Can you girls give me an idea of what weights you generally use for training and for what exercises. I have been training with my boyfriend for about 9 months now and havent increased my weights a lot. He tries to push me to but i find it hard, he has to force rep me or maybe i can only do 2 reps, so i feel like a faliure. I dont really see other girls train so dont know what weights other women use i only have him to compare myself to and next to him my weights are pathetic.

Im 5ft 4 and 9st but trying to get back down to 8st or even 71/2st if im lucky.


----------



## lisa1436114506 (Oct 11, 2005)

Hi Millie i also train with my boyfriend and i find he is a big help because he pushes me dont feel like a failure if you only do 2 reps on something u find heavy coz you just got 2 keep on working at it. I never see other girls doing the weights that i do which yes at 1st felt a bit weird but now i couldnt give a **** its even better when i see men doing heavy stuff thinking they look good but i have a much better form.

what sort of eights do u want to compare,

i squat 60kg

deadlift 60kg

bench 40kg

so nothing extreme:angel: :lift:


----------



## Carlos901 (Nov 5, 2004)

hi lisa, that seems pritty good? what rep range are u doing the bench etc at ?


----------



## GBLiz (Jul 9, 2004)

if you are trying to lose weight and get to 7 1/2 stone (which incidentally is very light for your height) ..why are you training so heavy low rep, , as this is what will increase muscle size and strength.

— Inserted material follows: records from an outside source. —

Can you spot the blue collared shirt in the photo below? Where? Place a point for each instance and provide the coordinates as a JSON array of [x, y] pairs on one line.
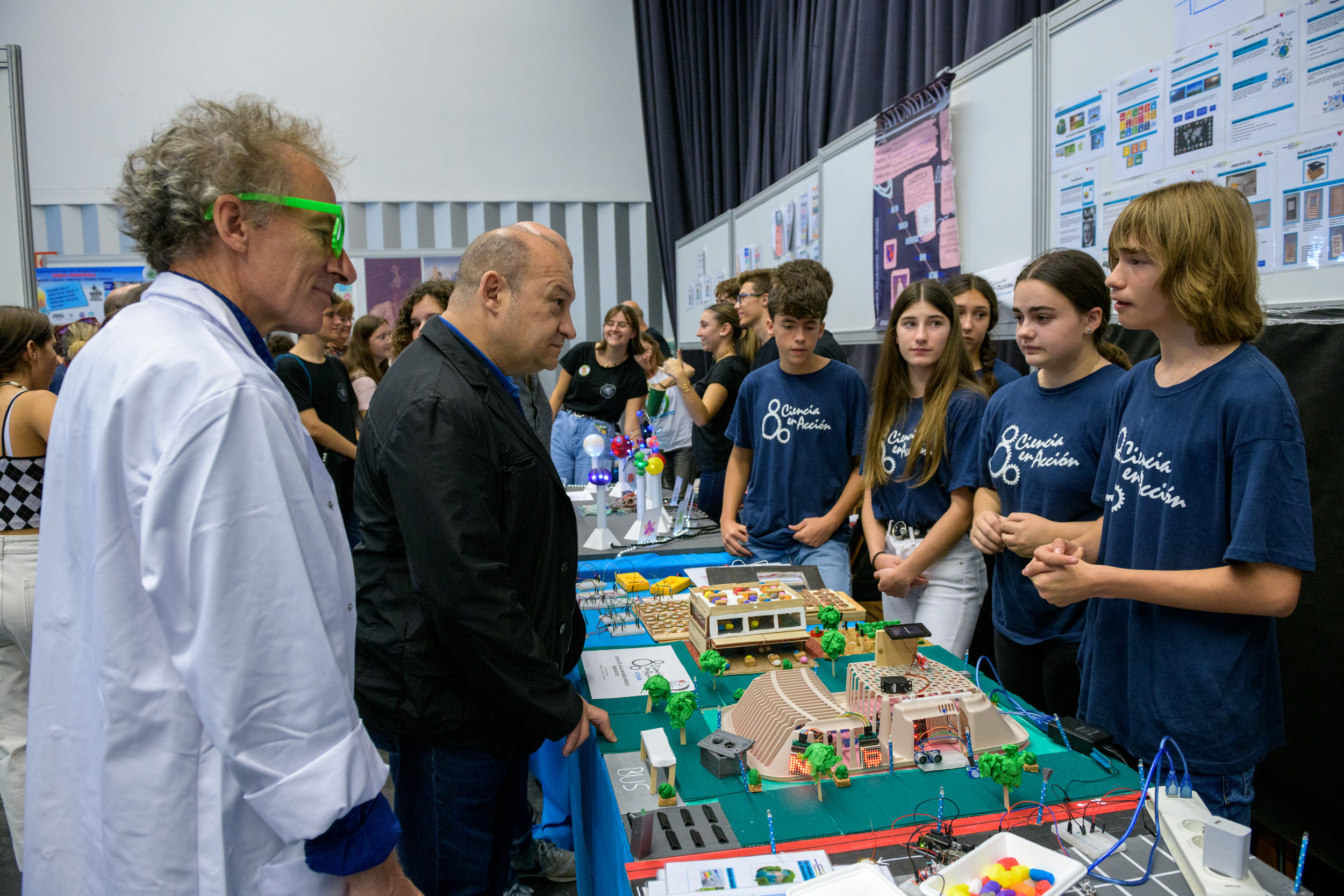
[[249, 328], [506, 382]]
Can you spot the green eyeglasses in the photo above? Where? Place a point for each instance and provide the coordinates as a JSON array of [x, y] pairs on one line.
[[294, 202]]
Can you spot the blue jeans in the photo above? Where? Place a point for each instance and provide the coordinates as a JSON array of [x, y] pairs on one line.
[[831, 559], [460, 813], [1227, 795], [568, 454]]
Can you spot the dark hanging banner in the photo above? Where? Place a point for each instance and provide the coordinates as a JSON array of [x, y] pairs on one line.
[[914, 211]]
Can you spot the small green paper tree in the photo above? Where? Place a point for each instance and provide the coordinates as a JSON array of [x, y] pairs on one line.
[[714, 663], [828, 617], [1006, 770], [834, 644], [657, 688], [820, 758], [681, 706]]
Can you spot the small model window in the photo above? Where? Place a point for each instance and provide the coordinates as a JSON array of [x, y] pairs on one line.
[[730, 625]]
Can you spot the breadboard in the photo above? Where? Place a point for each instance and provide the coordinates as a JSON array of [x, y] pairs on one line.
[[666, 620], [1093, 845]]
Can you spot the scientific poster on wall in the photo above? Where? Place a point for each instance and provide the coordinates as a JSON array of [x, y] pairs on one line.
[[1311, 183], [1078, 133], [1265, 80], [1138, 146], [914, 209], [1197, 109], [1323, 89], [1254, 173], [66, 295], [1076, 209]]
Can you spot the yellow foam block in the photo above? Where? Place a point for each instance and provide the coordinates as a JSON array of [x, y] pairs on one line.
[[632, 582], [671, 585]]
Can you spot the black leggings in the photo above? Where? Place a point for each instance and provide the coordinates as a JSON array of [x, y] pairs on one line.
[[1043, 675]]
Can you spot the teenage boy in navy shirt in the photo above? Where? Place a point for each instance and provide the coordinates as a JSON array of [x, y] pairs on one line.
[[797, 434], [1207, 520]]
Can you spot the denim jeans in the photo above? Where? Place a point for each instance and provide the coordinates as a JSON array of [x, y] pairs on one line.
[[568, 436], [831, 559], [460, 813], [1227, 795]]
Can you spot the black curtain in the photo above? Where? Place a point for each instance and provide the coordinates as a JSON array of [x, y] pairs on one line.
[[740, 93]]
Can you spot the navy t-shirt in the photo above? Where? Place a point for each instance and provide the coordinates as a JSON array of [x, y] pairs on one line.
[[804, 431], [1203, 473], [1039, 450], [1003, 372], [923, 505]]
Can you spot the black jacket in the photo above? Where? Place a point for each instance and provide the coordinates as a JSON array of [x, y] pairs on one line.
[[467, 612]]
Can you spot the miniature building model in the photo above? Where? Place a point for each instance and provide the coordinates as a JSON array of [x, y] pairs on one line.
[[784, 711], [719, 752], [745, 615]]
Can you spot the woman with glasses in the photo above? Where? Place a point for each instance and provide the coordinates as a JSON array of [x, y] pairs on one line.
[[600, 390], [27, 362]]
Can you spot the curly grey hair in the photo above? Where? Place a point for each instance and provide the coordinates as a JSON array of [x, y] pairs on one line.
[[211, 148]]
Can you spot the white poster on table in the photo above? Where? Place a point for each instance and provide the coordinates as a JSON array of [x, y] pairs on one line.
[[1197, 103], [1311, 184], [1138, 144], [1323, 63], [1078, 133], [1076, 209], [1256, 174], [1264, 74], [623, 672]]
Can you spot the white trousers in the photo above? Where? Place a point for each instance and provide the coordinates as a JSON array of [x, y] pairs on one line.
[[950, 602], [18, 571]]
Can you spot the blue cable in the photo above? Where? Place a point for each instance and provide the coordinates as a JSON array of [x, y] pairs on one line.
[[1152, 770]]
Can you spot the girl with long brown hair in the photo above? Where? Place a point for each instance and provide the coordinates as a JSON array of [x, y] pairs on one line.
[[600, 390], [1041, 444], [979, 308], [921, 468]]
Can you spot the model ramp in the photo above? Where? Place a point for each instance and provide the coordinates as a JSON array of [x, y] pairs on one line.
[[772, 711]]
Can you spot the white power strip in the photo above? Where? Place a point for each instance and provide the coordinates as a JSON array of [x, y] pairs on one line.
[[1183, 832], [1092, 845]]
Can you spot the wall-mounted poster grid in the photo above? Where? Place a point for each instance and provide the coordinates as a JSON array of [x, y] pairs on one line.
[[1197, 108], [1080, 130], [914, 210], [1311, 182]]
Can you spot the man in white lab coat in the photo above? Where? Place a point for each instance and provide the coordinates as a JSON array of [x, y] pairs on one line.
[[191, 723]]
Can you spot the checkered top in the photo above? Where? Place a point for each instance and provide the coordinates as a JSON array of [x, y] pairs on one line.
[[20, 492]]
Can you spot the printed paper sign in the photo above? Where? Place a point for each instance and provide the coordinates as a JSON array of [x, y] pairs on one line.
[[623, 672]]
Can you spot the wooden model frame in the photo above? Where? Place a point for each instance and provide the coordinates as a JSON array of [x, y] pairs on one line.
[[781, 620]]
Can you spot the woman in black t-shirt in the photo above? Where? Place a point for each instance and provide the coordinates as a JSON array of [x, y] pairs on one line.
[[711, 399], [600, 388]]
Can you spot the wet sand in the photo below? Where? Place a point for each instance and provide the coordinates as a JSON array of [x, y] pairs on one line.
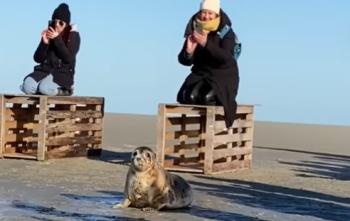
[[294, 183]]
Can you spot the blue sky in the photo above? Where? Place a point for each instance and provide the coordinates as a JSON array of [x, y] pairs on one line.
[[294, 64]]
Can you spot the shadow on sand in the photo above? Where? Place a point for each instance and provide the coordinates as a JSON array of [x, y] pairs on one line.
[[277, 198], [51, 212], [329, 166]]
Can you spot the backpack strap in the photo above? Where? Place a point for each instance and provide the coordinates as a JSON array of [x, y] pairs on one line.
[[237, 47]]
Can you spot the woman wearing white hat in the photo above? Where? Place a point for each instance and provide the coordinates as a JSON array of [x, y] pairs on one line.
[[214, 79]]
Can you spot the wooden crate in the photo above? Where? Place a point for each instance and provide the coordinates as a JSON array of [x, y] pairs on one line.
[[193, 138], [45, 127]]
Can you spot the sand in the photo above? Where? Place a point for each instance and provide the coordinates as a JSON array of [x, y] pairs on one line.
[[284, 184]]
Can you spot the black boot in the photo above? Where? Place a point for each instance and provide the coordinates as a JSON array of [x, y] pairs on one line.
[[65, 92]]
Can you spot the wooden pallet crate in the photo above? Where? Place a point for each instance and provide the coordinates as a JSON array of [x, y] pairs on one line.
[[46, 127], [193, 138]]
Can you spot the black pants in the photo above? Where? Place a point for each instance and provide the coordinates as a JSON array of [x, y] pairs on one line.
[[200, 93]]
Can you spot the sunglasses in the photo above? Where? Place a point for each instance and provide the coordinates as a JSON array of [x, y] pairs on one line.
[[56, 22]]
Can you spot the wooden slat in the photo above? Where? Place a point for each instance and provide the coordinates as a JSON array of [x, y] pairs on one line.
[[231, 166], [220, 125], [178, 121], [222, 153], [74, 100], [21, 99], [18, 112], [196, 168], [186, 109], [161, 134], [69, 127], [42, 128], [2, 125], [223, 139], [176, 148], [61, 141], [76, 114], [20, 156], [173, 135], [241, 109], [21, 125], [209, 142]]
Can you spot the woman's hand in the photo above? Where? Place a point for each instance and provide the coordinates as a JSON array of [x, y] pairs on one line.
[[45, 38], [191, 45], [200, 38], [51, 33]]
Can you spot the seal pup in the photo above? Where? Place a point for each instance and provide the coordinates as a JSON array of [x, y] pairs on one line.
[[150, 187]]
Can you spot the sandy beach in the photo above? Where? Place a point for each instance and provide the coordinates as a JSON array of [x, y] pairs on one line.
[[289, 181]]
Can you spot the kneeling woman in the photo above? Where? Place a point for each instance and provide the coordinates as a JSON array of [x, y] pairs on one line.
[[56, 57], [214, 78]]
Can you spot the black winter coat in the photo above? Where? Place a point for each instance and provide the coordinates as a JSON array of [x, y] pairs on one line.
[[215, 64], [57, 59]]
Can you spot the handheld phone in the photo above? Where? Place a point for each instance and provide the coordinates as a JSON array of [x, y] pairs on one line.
[[198, 28], [52, 24]]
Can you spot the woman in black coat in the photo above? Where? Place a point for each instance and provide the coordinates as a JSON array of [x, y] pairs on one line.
[[56, 55], [214, 79]]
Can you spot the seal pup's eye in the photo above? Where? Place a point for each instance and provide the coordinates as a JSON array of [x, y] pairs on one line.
[[148, 155]]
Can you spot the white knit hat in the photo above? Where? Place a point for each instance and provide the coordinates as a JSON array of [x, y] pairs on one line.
[[212, 5]]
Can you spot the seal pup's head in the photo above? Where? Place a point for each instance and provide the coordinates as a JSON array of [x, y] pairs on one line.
[[143, 159]]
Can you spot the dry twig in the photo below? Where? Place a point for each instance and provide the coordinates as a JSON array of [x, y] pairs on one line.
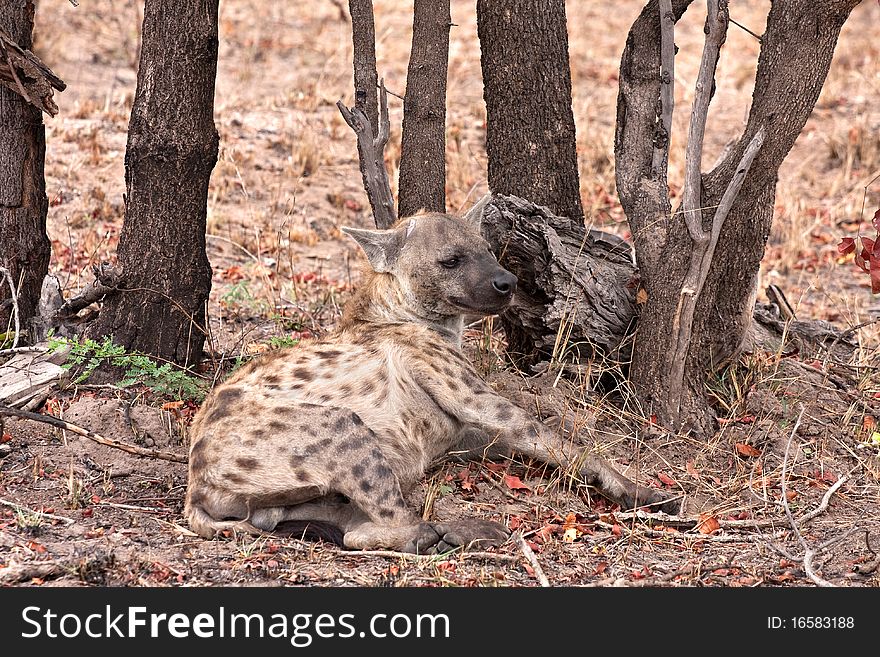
[[531, 558], [14, 298], [810, 552], [372, 157], [91, 435], [24, 509]]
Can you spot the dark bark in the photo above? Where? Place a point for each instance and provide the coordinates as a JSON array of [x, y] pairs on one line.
[[530, 137], [422, 182], [24, 245], [796, 53], [371, 154], [366, 79], [371, 133], [171, 151]]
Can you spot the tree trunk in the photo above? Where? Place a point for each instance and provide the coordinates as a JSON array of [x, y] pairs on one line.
[[366, 79], [530, 135], [171, 151], [24, 245], [796, 52], [422, 181]]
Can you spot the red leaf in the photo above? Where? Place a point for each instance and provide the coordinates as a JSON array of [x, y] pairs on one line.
[[847, 245], [708, 524], [875, 278], [514, 483], [747, 450]]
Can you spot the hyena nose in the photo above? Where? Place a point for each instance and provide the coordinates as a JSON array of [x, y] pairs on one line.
[[504, 283]]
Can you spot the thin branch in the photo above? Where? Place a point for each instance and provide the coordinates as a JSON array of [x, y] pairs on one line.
[[716, 34], [371, 152], [531, 558], [14, 298], [698, 272], [22, 572], [91, 435], [392, 554], [747, 30], [663, 134], [41, 514], [24, 73], [810, 552], [94, 291]]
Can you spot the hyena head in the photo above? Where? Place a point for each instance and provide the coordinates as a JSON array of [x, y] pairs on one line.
[[442, 264]]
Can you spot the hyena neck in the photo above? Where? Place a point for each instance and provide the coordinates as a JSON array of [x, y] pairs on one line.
[[381, 300]]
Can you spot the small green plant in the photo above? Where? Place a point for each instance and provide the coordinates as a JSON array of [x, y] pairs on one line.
[[86, 355], [30, 522]]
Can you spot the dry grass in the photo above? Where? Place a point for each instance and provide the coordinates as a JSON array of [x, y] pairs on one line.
[[287, 179]]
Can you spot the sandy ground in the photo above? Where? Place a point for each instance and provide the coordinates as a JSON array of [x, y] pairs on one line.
[[286, 181]]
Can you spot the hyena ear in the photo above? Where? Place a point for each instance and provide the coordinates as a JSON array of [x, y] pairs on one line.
[[382, 247], [474, 216]]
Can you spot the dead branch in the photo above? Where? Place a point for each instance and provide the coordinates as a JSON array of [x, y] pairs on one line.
[[14, 298], [371, 150], [663, 134], [698, 271], [531, 558], [22, 350], [91, 435], [392, 554], [691, 206], [21, 573], [810, 552], [94, 291], [25, 74], [363, 37], [42, 514]]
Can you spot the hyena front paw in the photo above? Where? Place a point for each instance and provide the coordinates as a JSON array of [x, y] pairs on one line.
[[470, 534]]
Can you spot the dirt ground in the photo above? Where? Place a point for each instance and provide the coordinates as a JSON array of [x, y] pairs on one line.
[[76, 513]]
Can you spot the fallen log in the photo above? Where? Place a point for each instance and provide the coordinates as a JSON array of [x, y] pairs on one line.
[[24, 73], [576, 297]]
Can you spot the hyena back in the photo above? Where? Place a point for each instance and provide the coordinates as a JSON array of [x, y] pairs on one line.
[[336, 430]]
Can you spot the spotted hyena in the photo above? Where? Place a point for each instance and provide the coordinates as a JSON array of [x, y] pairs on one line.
[[335, 430]]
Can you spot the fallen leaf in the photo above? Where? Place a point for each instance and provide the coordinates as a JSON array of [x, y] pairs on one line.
[[708, 524], [515, 483], [847, 245], [747, 450], [569, 528]]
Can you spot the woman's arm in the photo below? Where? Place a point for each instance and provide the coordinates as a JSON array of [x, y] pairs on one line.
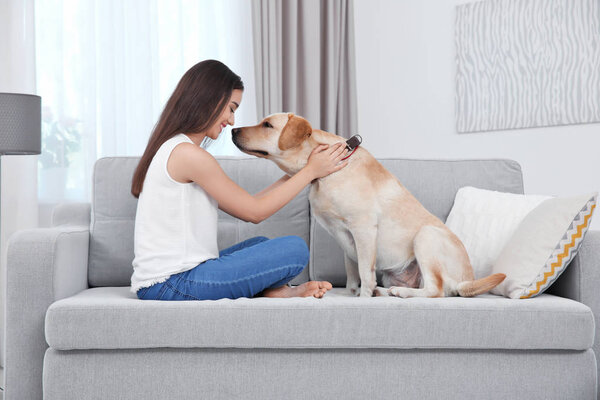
[[202, 168], [273, 186]]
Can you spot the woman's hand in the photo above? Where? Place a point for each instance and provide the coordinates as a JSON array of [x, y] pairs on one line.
[[325, 159]]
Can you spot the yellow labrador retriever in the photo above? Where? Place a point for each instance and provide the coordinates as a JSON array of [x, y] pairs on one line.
[[378, 223]]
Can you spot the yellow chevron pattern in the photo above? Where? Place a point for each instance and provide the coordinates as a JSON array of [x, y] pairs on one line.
[[561, 256]]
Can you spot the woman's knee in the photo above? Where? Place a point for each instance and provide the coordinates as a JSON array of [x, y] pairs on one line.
[[296, 248]]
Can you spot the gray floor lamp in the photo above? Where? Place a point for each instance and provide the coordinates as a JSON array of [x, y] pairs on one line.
[[20, 125]]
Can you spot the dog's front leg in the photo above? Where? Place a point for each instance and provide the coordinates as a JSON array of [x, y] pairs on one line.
[[352, 275], [365, 239]]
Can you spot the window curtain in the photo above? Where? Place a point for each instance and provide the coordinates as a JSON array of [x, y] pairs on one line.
[[305, 62], [105, 69]]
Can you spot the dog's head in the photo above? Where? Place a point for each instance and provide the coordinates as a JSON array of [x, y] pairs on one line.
[[284, 138]]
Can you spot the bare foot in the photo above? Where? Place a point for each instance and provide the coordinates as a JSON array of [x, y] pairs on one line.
[[311, 288]]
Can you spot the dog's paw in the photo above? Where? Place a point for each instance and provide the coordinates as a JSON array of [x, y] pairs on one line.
[[354, 290], [398, 291], [379, 291]]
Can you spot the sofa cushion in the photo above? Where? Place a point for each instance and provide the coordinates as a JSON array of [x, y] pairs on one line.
[[112, 317], [434, 183], [114, 208]]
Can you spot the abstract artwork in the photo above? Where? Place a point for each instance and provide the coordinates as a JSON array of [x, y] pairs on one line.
[[527, 63]]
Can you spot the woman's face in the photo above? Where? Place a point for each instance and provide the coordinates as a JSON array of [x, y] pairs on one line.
[[227, 116]]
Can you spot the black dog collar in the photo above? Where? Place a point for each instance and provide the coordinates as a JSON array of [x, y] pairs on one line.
[[352, 144]]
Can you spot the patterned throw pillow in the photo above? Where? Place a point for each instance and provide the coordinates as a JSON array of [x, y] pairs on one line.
[[543, 245]]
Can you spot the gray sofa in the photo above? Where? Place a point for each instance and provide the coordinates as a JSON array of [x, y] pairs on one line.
[[74, 330]]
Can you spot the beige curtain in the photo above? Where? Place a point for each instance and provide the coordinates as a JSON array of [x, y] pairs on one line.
[[304, 61]]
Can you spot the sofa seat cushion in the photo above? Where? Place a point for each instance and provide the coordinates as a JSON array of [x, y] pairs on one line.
[[113, 318]]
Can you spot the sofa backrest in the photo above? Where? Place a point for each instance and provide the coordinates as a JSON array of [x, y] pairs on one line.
[[433, 182], [114, 208]]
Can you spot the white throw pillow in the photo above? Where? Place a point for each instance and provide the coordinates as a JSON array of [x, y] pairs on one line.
[[543, 245], [485, 220]]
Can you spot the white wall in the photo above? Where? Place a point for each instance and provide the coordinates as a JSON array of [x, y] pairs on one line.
[[406, 67], [19, 173]]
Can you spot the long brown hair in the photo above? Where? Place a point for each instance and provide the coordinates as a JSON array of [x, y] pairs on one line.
[[200, 96]]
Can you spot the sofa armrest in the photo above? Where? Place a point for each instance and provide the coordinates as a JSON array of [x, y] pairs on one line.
[[71, 214], [43, 265], [581, 279]]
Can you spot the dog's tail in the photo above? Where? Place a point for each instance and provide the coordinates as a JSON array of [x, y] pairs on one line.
[[479, 286]]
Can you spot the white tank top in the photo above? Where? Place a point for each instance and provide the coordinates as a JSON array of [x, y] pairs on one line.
[[175, 223]]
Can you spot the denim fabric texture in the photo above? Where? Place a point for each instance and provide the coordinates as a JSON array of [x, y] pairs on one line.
[[242, 270]]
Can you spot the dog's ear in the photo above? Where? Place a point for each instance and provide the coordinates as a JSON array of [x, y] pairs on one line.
[[294, 132]]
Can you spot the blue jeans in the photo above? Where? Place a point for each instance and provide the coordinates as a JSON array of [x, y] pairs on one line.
[[242, 270]]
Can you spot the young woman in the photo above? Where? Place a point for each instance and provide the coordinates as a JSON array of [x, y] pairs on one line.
[[179, 186]]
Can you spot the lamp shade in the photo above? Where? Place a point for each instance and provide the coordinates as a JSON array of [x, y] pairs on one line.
[[20, 124]]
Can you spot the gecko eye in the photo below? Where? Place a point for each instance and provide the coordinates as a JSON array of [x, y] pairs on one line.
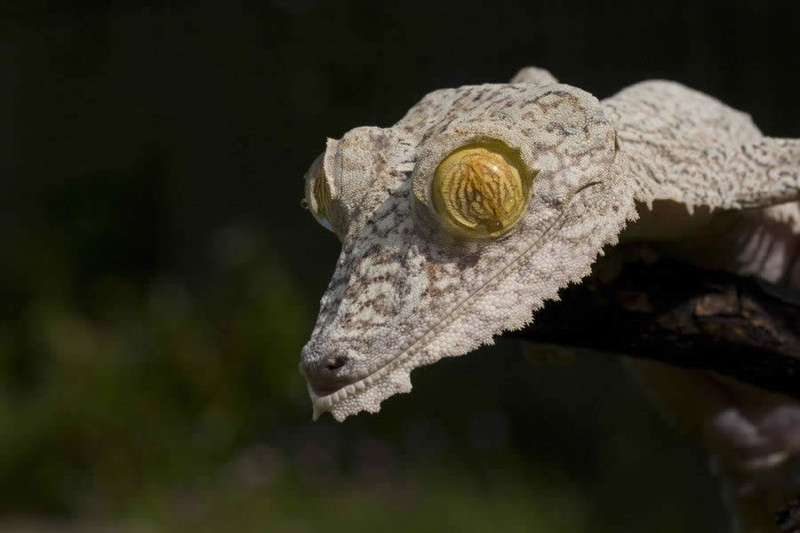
[[480, 190], [319, 199]]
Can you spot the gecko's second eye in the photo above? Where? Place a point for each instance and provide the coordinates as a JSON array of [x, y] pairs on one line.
[[319, 199], [480, 190]]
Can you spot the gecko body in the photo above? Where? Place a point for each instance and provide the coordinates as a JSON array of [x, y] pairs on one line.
[[464, 218]]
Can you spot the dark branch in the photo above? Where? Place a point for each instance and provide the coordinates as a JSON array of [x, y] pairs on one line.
[[789, 518], [684, 316]]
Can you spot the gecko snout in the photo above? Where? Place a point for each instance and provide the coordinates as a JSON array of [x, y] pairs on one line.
[[325, 375]]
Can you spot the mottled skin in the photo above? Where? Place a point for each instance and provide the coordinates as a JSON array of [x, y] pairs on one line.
[[405, 293]]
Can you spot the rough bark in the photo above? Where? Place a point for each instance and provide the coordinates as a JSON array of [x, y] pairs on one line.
[[681, 315], [685, 316]]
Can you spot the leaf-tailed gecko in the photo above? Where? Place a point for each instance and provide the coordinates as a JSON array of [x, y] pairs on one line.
[[460, 221]]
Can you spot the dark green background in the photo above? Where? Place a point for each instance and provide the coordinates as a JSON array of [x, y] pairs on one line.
[[158, 277]]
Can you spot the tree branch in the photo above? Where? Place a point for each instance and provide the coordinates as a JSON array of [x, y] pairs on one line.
[[681, 315]]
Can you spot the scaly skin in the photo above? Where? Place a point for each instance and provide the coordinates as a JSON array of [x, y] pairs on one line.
[[406, 292]]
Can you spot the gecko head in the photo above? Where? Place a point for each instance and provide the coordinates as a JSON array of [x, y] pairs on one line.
[[457, 224]]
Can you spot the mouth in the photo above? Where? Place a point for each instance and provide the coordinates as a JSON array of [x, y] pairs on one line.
[[321, 392]]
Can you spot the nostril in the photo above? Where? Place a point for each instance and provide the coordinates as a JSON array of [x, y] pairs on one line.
[[334, 363]]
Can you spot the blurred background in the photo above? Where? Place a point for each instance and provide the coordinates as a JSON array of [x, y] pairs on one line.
[[158, 276]]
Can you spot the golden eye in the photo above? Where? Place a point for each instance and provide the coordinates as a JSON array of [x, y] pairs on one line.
[[318, 198], [481, 190]]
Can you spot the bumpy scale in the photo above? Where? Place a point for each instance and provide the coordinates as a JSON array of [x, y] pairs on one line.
[[460, 221]]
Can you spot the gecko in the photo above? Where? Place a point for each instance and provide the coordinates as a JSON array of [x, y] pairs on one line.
[[469, 214]]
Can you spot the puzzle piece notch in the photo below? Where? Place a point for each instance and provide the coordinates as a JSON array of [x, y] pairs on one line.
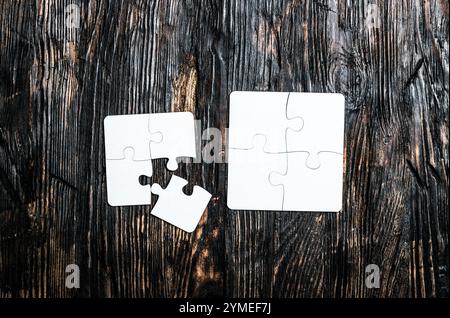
[[178, 137], [323, 129], [271, 120], [305, 189], [124, 131], [176, 208], [122, 178], [248, 177]]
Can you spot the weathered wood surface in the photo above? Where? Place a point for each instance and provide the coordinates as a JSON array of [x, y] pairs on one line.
[[57, 84]]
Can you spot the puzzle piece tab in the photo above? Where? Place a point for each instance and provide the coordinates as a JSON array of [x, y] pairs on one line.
[[129, 131], [178, 139], [323, 128], [248, 178], [260, 113], [178, 209], [305, 189], [122, 179]]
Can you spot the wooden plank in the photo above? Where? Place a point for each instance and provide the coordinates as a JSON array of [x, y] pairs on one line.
[[57, 84]]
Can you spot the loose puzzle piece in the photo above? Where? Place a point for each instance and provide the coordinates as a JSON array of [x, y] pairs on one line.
[[323, 128], [305, 189], [260, 113], [178, 209], [122, 131], [122, 180], [178, 139], [248, 178]]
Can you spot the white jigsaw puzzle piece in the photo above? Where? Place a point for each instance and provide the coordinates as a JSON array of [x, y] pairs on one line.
[[305, 189], [264, 113], [248, 178], [178, 139], [178, 209], [123, 131], [323, 129], [122, 179]]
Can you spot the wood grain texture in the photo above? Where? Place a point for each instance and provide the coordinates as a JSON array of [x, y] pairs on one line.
[[57, 84]]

The probable reason you've seen no strength increase is because you're (presumably) limiting your food intake, kind of at cross purposes to your training method.


----------



## DB (Oct 31, 2003)

Carlos901 said:


> hi lisa, that seems pritty good? what rep range are u doing the bench etc at ?


all 8-10 reps


----------



## Carlos901 (Nov 5, 2004)

dude wtf? i was asking lisa not you, its ok im not trying to chat her up


----------



## DB (Oct 31, 2003)

Carlos901 said:


> dude wtf? i was asking lisa not you, its ok im not trying to chat her up


she's seen ur shrek lookin self on msn mate so no worries there


----------



## Carlos901 (Nov 5, 2004)




----------



## Carlos901 (Nov 5, 2004)

so wait there, whats she doing looking at my pics?


----------



## Deano1 (Apr 5, 2004)

Carlos901 said:


> so wait there, whats she doing looking at my pics?


same thing as Alley when she looks at pics of you carl ! (flicker her bean of course)


----------



## Lorian (Apr 9, 2003)

It's a serious post, keep it on topic please guys.



L


----------